FILED - 06 May 2021, Israel, Tel Aviv: Leader of the Yesh Atid opposition centrist political party Yair Lapid holds a press conference. Lapid formed a coalition government with the help of the small Arab party Ra'am shortly before a midnight deadline, concluding the era of long-time Prime Minister Benjamin Netanyahu. Photo: Ilia Yefimovich/dpa
Leader of the Yesh Atid opposition centrist political party Yair Lapid holds a press conference. Photo: Ilia Yefimovich/dpa.

Yair Lapid, chairman of the Yesh Atid party, formed a coalition government with the help of the small Arab party Ra'am shortly before a midnight deadline, concluding the era of long-time Prime Minister Benjamin Netanyahu.

Lapid informed President Reuven Rivlin that he had succeeded in forming a government on Wednesday.

"I pledge that this government will serve all citizens of Israel," Lapid wrote on Twitter late Wednesday, adding that this applied to "those who voted for it and those who didn't."

He said the new government will "respect its opponents and do everything possible to unite and connect all parts of Israeli society."

The agreement marks the first time an Arab party will become part of Israel's government.

The eight Knesset factions which will form the coalition are Yesh Atid (Future), the centrist Blue and White, the secular Yisrael Beiteinu party, the Labour Party, the ultra-right Yamina (Rightwards) party, right-leaning New Hope, the left-liberal Meretz Party and Ra'am, he said.
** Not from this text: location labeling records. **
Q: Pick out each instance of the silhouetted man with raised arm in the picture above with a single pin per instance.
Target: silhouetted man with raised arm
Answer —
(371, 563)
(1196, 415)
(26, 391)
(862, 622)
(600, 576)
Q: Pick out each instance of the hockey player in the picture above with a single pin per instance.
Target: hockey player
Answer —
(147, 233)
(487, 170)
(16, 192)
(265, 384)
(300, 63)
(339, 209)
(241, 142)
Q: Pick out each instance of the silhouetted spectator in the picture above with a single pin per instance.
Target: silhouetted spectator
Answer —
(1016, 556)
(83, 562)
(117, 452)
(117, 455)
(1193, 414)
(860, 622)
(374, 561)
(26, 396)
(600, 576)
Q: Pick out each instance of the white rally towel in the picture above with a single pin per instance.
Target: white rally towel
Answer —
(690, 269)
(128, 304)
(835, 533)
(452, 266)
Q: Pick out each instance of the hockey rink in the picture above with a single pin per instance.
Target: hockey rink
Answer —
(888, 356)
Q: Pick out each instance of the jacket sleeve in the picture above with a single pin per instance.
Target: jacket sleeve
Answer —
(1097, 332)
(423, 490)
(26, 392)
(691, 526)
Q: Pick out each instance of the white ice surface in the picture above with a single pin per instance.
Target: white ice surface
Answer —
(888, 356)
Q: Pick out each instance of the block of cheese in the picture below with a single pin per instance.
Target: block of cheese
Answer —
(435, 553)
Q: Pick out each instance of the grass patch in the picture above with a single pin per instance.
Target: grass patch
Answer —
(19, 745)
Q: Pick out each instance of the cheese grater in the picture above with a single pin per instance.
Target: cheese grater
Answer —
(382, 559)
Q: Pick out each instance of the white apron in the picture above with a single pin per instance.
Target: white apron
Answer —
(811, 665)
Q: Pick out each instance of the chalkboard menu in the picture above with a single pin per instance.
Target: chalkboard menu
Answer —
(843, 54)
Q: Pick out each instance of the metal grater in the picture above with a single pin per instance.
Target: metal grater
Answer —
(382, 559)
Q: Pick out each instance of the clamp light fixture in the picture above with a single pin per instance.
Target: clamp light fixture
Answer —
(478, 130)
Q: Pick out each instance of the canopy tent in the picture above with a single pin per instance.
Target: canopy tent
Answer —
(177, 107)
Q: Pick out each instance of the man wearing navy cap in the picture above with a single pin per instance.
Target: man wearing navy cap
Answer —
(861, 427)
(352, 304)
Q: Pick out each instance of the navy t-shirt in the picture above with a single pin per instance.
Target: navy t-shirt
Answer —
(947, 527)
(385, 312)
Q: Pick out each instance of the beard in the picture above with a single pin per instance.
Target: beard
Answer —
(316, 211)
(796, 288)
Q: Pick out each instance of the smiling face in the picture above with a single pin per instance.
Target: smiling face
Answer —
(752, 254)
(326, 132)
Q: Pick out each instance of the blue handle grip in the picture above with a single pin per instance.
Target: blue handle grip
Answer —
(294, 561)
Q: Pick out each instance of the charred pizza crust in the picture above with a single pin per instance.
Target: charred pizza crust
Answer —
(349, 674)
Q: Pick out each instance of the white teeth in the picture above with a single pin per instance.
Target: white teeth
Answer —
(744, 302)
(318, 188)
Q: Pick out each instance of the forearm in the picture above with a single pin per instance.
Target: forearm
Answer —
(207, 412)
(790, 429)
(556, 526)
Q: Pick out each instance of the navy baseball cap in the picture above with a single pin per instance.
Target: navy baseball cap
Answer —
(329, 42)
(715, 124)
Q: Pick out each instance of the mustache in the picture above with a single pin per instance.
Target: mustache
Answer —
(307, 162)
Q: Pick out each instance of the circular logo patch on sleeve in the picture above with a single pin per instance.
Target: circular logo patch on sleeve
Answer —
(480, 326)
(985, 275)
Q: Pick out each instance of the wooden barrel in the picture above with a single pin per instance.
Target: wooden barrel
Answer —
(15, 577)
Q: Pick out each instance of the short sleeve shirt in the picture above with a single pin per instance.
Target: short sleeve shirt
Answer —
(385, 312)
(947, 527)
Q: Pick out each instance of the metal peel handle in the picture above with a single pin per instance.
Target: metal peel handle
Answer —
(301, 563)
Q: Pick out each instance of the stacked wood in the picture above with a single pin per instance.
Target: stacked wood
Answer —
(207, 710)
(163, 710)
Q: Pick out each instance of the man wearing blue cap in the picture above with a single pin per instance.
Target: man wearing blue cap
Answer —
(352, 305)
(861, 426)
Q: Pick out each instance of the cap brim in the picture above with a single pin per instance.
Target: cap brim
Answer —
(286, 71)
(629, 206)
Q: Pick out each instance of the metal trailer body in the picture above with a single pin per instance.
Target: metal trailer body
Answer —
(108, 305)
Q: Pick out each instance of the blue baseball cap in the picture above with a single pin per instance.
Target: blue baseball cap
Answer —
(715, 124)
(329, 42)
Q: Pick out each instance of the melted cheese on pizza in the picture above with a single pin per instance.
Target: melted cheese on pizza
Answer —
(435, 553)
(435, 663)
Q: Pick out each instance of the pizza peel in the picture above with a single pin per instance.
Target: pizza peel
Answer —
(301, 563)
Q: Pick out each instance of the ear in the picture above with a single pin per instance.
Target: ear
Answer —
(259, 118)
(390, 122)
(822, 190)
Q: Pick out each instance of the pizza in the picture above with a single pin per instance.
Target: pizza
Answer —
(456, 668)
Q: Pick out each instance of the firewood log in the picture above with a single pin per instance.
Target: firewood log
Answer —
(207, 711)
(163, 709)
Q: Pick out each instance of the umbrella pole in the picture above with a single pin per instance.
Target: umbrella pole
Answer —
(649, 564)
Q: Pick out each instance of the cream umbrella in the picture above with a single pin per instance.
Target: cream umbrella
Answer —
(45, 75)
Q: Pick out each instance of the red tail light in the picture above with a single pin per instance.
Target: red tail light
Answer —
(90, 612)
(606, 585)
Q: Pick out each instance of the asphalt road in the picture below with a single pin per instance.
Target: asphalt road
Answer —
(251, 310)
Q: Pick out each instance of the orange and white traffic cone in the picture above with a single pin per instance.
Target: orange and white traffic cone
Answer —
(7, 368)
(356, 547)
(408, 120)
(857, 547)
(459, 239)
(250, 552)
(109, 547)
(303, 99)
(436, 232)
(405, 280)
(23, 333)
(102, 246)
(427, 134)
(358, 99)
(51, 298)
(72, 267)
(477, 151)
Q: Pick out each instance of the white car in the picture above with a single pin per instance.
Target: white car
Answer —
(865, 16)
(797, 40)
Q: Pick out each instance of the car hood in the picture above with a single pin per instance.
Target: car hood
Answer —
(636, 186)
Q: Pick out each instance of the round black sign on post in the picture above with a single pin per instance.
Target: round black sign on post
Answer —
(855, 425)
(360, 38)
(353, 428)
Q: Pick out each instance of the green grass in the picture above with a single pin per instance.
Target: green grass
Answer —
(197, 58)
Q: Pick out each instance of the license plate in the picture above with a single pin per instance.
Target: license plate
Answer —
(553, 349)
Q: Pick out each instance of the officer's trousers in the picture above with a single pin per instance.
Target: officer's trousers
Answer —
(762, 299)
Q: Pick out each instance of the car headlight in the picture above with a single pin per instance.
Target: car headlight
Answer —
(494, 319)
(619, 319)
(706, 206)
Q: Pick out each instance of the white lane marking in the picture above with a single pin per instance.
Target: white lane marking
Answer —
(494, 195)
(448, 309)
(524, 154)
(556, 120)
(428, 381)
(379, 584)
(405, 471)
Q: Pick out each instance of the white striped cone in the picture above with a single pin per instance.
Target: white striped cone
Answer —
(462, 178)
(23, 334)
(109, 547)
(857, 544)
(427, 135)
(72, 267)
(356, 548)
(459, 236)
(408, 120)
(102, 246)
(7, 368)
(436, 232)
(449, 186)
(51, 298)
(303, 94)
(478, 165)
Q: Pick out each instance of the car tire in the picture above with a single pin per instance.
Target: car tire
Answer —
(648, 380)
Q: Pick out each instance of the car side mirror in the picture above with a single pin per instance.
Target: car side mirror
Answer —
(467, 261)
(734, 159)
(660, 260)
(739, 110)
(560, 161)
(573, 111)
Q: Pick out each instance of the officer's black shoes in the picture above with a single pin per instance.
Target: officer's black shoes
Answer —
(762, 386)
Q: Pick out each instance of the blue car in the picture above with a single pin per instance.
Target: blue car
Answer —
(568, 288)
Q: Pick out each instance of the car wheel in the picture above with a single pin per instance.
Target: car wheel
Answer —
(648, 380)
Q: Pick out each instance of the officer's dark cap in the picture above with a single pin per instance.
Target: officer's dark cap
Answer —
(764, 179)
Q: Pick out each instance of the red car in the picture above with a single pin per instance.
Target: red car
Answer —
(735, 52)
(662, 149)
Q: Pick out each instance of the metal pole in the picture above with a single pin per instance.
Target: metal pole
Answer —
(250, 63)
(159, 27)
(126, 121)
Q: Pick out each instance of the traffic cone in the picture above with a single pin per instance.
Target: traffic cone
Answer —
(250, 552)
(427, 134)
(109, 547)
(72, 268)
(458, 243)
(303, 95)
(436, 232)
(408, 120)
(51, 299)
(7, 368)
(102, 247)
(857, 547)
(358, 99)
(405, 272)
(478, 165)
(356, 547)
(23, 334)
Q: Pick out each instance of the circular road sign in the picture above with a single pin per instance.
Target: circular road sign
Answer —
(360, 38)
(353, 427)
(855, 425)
The agreement came shortly before Lapid's 28-day mandate to forge a working majority was due to end

Coming more than two months after Israel's latest elections, it followed high-pressure efforts to bring together the eight parties, some of them far apart on the political spectrum.

Heated disagreements

There were heated disagreements among the coalition partners right up to the last minute, with negotiations continuing until shortly before the deadline.

The new government is expected to be sworn in on June 14, although Lapid also told Rivlin he hoped to bring the government to the approval of the Knesset as soon as possible.

Lapid asked the Knesset speaker to call a special session of the plenary as soon as possible so he could officially inform the parliament.

Lapid, until now opposition leader, needs the support of a simple majority of the 120 lawmakers in the Knesset.

Yamina head Naftali Bennett and Lapid agreed to rotate the role of prime minister, with Bennett taking on the post for the first two years, before he is replaced by Lapid on 27 August 2023.

Lapid would begin in the role of foreign minister.

Lapid's party, in the political centre, was the second strongest force in the March election after Netanyahu's right-wing conservative Likud.

Lapid entered politics after a career as a television host, and served as finance minister in a previous Netanyahu government.

Bennett became a millionaire through an internet start-up.

Netanyahu

Netanyahu has led the country since 2009, and had already served as prime minister from 1996 to 1999, making him Israel's longest-serving head of government.

The small parties united under Lapid's Yesh Atid were primarily united by their rejection of Netanyahu, who is the subject of a corruption trial.

Otherwise they have divergent political goals.

Bennett's pro-settler Yamina differs widely from other coalition partners such as Meretz, the Labour Party and Ra'am, which support the establishment of an independent Palestinian state. These differences could complicate the coalition's work.

Labour party leader Merav Michaeli said joining the alliance was a difficult decision. "We still have a long way to go," she said, but added that "tonight we are making a new beginning."

In early May, 56 lawmakers voted that Lapid should form a government, after Netanyahu had previously failed to do so.

The formation follows an extended political crisis, with four elections held in two years, each failing to produce a clear majority.

Israel's parliament also elected Isaac Herzog as the country's new president on Wednesday. The secular politician and former leader of the Labour Party will take on the largely ceremonial role on 9 July.